CNA Story

Our story as a CNA is a bit different than others. But let us start at the true beginning: VulDB launched in 1997. It was a different time back then. When people were talking about vulnerabilities or exploits, they were talking about products: "Did you hear about the new wu-ftpd exploit?" Identifying issues was somehow easier because there were not that many of them. Especially not the ones that really drew interest by attackers. And if there was a potential confusion, people were referring to version numbers of affected products or mentioned technical details like vulnerable filenames or exploited functions.

When CVE was introduced in 1999, I was personally very skeptical. It sounded like a good idea, but I was doubtful that the program would be able to reach the level of technical flexibility and professionalism that would be required to add sustainable benefit to the industry. I must admit, I was wrong to a large degree. But I am okay with that.

Extended Coverage

Over the years CVE made a lot of things easier for us. We are a vulnerability database without a scope like vendor CNAs or vulnerability catalogs covering specific product types. We add "everything" that can be exploited in software or hardware. We are very close from hosting more than 200.000 entries in our database.

Even though we share a very similar philosophy like the CVE program our approach slightly differs. For example, we do also accept submissions for vulnerabilities in malware. That is because we think that on top of the malicious code additional attack surfaces are introduced which increase the risk. And people should know about this. You would be surprised how many malware comes with buffer overflows, directory traversal possibilities, and permission issues. Professional goals and quality control in that business decreased over the years.

Duplicate Handling

Due to our extended coverage our main challenge is handling and preventing duplicates. We are very proud to have had just a hand full of such in the last 25 years. In these rare cases we use merge and forward capabilities to redirect users to the right entries. All edits are documented in a commit history which makes changes very transparent.

Dealing with potential duplicates requires a lot of effort to verify, synchronize, and align vulnerability details. This would be much easier if it is not for speed for which most customers prefer our services. We want to be fast and due to established SLAs we have to be. Our data team monitors thousands of sources 24/7. And as soon as a new vulnerability disclosure is suspected, it is analyzed for eligibility.

At the beginning CVE used the obsolete CAN tag (candidate) to deal with new entries. We do not use such a tagging. But we add a confidence level to every commit to help users to put data into quality context. Duplicate detection became harder again because there are a lot of new vulnerabilities published nowadays (approx. 76 per day in 2022 compared to 40 in 2016) and many more communication channels available. In earlier days reading mailing lists and collecting vendor advisories was enough. But today monitoring code repositories, social media, and darknet marketplaces is even more important. Especially if you want to cover 0day vulnerabilities.

Why we joined the CVE Program

For many years colleagues and customers were approaching us and asked why we are not supporting the CVE program or even become a CNA ourselves. We are working with CVE data daily and are well aware of the importance of the program for the cyber security industry. And the demanding requirements that come with such importance.
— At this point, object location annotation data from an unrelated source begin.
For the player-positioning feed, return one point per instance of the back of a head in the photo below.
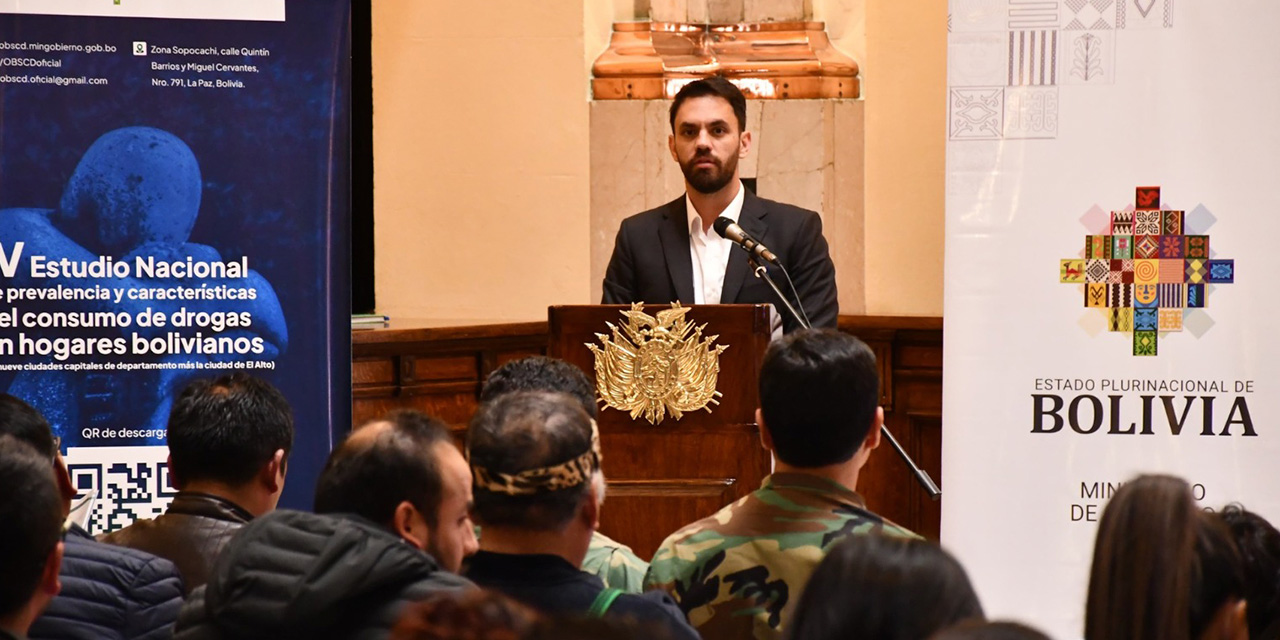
(540, 374)
(1161, 566)
(576, 627)
(371, 475)
(475, 615)
(534, 457)
(1258, 544)
(818, 393)
(982, 630)
(227, 429)
(883, 588)
(31, 512)
(26, 424)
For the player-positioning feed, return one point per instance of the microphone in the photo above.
(728, 229)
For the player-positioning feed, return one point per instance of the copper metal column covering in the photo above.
(649, 60)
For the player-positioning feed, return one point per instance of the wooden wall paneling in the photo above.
(438, 366)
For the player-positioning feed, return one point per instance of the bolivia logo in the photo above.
(1150, 270)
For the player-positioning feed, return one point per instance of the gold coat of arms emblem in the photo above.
(653, 366)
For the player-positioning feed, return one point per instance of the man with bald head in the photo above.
(392, 525)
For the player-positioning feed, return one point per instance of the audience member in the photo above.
(981, 630)
(30, 549)
(613, 562)
(229, 440)
(576, 627)
(106, 592)
(1162, 568)
(475, 615)
(1258, 544)
(883, 588)
(535, 460)
(391, 522)
(739, 572)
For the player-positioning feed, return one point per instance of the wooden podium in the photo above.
(666, 475)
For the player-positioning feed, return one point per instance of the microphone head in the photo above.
(722, 225)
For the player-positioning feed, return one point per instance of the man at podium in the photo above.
(673, 254)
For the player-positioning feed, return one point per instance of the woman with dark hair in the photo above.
(1162, 568)
(881, 588)
(1260, 554)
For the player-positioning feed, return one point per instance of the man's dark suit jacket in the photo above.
(652, 263)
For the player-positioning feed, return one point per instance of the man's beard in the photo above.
(708, 181)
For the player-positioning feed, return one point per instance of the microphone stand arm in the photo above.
(920, 475)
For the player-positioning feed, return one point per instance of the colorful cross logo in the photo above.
(1146, 272)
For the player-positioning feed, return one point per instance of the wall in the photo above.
(480, 152)
(904, 85)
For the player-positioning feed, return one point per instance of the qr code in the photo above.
(118, 485)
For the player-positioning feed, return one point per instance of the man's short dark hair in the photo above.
(371, 476)
(31, 521)
(520, 432)
(24, 423)
(818, 394)
(712, 86)
(225, 429)
(540, 374)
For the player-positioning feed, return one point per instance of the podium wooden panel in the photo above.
(438, 366)
(667, 475)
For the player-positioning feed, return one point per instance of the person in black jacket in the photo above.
(535, 461)
(391, 521)
(106, 592)
(672, 252)
(229, 440)
(30, 551)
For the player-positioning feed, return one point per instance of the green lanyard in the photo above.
(603, 602)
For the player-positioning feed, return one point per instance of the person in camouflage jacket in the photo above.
(739, 572)
(613, 562)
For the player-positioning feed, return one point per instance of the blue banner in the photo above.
(174, 204)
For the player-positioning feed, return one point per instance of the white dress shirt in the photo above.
(711, 251)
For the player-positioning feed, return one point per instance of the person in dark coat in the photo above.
(229, 440)
(392, 521)
(106, 592)
(30, 551)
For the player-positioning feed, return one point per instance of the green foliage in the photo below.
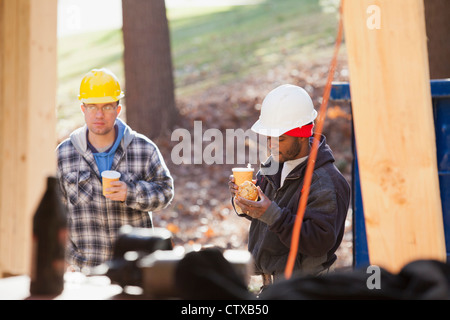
(210, 46)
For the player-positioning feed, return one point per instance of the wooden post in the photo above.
(394, 129)
(28, 74)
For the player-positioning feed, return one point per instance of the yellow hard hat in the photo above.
(100, 86)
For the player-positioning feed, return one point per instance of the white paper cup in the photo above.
(242, 174)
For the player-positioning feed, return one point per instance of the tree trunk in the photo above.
(149, 85)
(437, 13)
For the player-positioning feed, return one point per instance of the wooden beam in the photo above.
(394, 129)
(27, 121)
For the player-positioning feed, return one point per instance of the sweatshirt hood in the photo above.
(78, 137)
(324, 155)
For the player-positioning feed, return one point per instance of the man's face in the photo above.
(285, 148)
(100, 118)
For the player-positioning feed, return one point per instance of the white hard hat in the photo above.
(284, 108)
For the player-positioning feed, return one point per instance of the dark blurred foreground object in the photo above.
(204, 275)
(49, 238)
(132, 245)
(209, 275)
(418, 280)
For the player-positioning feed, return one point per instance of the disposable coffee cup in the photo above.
(242, 174)
(107, 177)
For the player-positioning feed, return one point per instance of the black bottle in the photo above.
(49, 240)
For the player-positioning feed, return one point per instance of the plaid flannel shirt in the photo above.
(93, 220)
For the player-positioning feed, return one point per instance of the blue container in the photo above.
(440, 93)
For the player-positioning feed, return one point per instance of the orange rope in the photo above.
(313, 155)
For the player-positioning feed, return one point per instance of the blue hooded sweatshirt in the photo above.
(104, 159)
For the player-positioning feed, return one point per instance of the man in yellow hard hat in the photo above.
(106, 143)
(287, 119)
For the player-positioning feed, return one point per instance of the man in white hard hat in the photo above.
(287, 116)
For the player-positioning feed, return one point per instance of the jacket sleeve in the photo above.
(156, 190)
(319, 226)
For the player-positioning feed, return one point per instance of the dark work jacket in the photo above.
(323, 222)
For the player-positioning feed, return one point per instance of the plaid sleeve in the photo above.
(156, 190)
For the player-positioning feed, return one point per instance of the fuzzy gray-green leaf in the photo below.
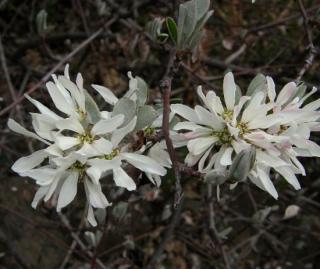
(145, 116)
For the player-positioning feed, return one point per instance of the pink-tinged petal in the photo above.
(267, 183)
(289, 176)
(271, 89)
(229, 90)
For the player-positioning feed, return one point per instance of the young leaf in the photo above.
(145, 116)
(142, 92)
(172, 28)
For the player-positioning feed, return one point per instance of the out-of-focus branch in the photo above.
(313, 50)
(59, 64)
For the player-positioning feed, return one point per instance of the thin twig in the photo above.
(165, 86)
(58, 65)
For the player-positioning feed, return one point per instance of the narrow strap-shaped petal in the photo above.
(107, 126)
(144, 163)
(122, 179)
(106, 94)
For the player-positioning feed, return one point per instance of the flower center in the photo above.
(81, 113)
(86, 138)
(113, 154)
(224, 136)
(243, 127)
(80, 168)
(227, 115)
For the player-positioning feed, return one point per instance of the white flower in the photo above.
(277, 127)
(80, 147)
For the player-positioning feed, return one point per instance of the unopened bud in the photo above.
(216, 177)
(242, 164)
In 2021 we decided to contact the CVE program to discuss possibilities of a collaboration. It was very important for us to not become dependent of external partners and being a pawn in political gambits. We want to be quick and accurate. CVE demands in Rule 7.3 the declaration of a scope for every CNA. Our scope is even broader than the CNA rules define and therefore narrowing down to something not in our interest. We were able to agree upon a rather broad and product-independent scope. Primarily we shall assign CVEs for products not covered by other CNAs. But we are also allowed to negotiate vulnerability processing with other CNAs. If a vendor does not want to handle a vulnerability but it is one by the CNA rules, we may cover it. Security researchers appreciate this possibility.

Importance of Vulnerability Management

CNA Rule 7.2 defines a clear requirement for splitting and merging entries. Our own philosophy differs slightly. Not much but enough to add another level of complexity for our data team. If there is one CVE, we might have split it into multiple entries. Or there are several CVEs available for a single entry.

Occasionally customers want to understand why this is. One might expect us from being tired of this kind of discussions. But quite the contrary as we enjoy the exchange of the philosophical nature of vulnerabilities. There is a lot of room for ideas which can enrich and improve our industry. Product assignments, version handling, risk ratings, and vulnerability class definitions to just name a few. Projects like CPE, CVSS, CWE, and ATT&CK took the role like CVE in their respective field. They are often not perfect but help to introduce a common language.

Unfortunately, it is often forgotten that vulnerability management is one of the main pillars of cyber security. Perhaps because for some it might not spark the sexy appeal of new topics like artificial intelligence and blockchain. But for us it does. Because without vulnerability management, there will be no new secure technologies.

Conclusion

Our dedicated CNA team supports the data team in processing new submissions and coordinating CVE disclosures. This re-introduced the early challenges of duplicate detection before the CVE era. But we can profit from a lot of experience and optimized processes that were compiled over decades. We are very confident and happy to be a part of something important like the CVE program.

This article was also published in the official blog of the CVE program.